41% dos idosos desnutridos sofreram quedas ao longo do ano anterior – contra os 21% dos idosos bem nutridos. As lesões mais graves afectaram 45,5% dos desnutridos e apenas 15,1% dos bem nutridos. O medo de cair também foi maior – muita preocupação: 54,5% vs. 32,9%.

A dependência também foi notória: em 64,3% dos participantes desnutridos.

A análise também permitiu concluir que os idosos desnutridos ou em risco de desnutrição têm muito maior probabilidade de ficarem dementes (18,2%) do que os idosos bem nutridos (2,7%).

Discussão

A idade não é um factor determinante para a desnutrição em Portugal, defende a equipa deste estudo.

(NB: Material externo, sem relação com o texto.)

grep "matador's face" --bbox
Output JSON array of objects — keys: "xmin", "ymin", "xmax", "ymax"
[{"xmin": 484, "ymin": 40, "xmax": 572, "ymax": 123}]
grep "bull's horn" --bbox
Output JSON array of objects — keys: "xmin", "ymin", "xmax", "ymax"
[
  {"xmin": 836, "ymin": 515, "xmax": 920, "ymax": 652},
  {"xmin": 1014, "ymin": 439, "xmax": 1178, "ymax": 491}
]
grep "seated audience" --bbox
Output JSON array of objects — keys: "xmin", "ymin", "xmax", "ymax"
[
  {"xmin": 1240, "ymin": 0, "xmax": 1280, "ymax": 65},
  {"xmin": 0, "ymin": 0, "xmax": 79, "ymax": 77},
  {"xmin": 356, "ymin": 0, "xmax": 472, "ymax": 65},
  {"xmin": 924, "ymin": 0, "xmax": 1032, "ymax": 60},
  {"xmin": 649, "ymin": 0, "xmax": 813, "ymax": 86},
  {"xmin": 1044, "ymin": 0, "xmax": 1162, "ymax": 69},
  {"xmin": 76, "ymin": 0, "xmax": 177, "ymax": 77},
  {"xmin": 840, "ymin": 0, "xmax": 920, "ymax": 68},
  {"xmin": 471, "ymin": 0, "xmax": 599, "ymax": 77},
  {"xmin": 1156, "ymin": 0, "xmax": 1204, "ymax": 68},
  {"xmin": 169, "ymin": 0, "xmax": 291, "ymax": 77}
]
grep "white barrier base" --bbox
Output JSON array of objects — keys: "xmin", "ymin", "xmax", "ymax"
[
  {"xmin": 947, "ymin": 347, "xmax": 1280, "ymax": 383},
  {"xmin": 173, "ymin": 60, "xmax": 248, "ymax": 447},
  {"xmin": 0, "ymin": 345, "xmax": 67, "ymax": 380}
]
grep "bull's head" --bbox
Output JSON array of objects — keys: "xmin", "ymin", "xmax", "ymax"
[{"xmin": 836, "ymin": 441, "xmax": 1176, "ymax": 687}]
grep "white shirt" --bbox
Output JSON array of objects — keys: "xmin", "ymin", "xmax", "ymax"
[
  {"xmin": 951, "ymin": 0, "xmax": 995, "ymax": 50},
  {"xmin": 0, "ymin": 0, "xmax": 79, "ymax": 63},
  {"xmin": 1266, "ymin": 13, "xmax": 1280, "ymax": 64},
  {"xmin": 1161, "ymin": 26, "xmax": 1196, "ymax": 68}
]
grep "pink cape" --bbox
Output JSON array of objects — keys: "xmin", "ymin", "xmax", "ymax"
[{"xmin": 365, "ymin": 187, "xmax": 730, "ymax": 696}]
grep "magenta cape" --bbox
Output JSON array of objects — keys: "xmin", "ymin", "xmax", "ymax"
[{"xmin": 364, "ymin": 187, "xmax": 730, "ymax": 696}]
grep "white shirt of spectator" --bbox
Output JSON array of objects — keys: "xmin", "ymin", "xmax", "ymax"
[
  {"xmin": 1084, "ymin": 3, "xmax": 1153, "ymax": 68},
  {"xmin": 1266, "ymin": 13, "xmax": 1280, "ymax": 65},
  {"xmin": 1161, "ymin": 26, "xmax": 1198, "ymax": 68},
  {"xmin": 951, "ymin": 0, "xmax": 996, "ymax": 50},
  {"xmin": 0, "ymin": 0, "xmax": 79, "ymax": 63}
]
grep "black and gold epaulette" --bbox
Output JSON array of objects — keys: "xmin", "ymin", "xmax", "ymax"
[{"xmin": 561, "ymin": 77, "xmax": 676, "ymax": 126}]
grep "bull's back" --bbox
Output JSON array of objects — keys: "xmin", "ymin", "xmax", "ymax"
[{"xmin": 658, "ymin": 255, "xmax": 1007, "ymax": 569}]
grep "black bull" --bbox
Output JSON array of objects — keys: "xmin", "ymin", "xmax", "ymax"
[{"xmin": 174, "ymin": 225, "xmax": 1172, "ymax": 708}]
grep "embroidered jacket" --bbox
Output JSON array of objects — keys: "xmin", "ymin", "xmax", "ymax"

Há outras variáveis: sexo, viuvez, escolaridade, rendimentos e duração da estadia no lar.

Seguindo esse contexto, esta análise constatou que a maioria dos idosos desnutridos são mulheres sem companheiro, com baixa escolaridade e baixos rendimentos – um perfil de risco que é semelhante em Espanha.

A desnutrição foi mais frequente em pessoas com comorbidade (apenas para duas condições diagnosticadas), artrite e comprometimento do equilíbrio, mas não a outras condições crónicas prevalentes, como doenças cardiovasculares e diabetes.

Este foi um dos poucos estudos que analisaram o perfil e os factores de risco para desnutrição em idosos institucionalizados portugueses residentes em áreas rurais.

Conclusão

Os resultados revelaram que a prevalência de desnutrição foi menor do que a esperada nestes idosos que vivem em lares portugueses.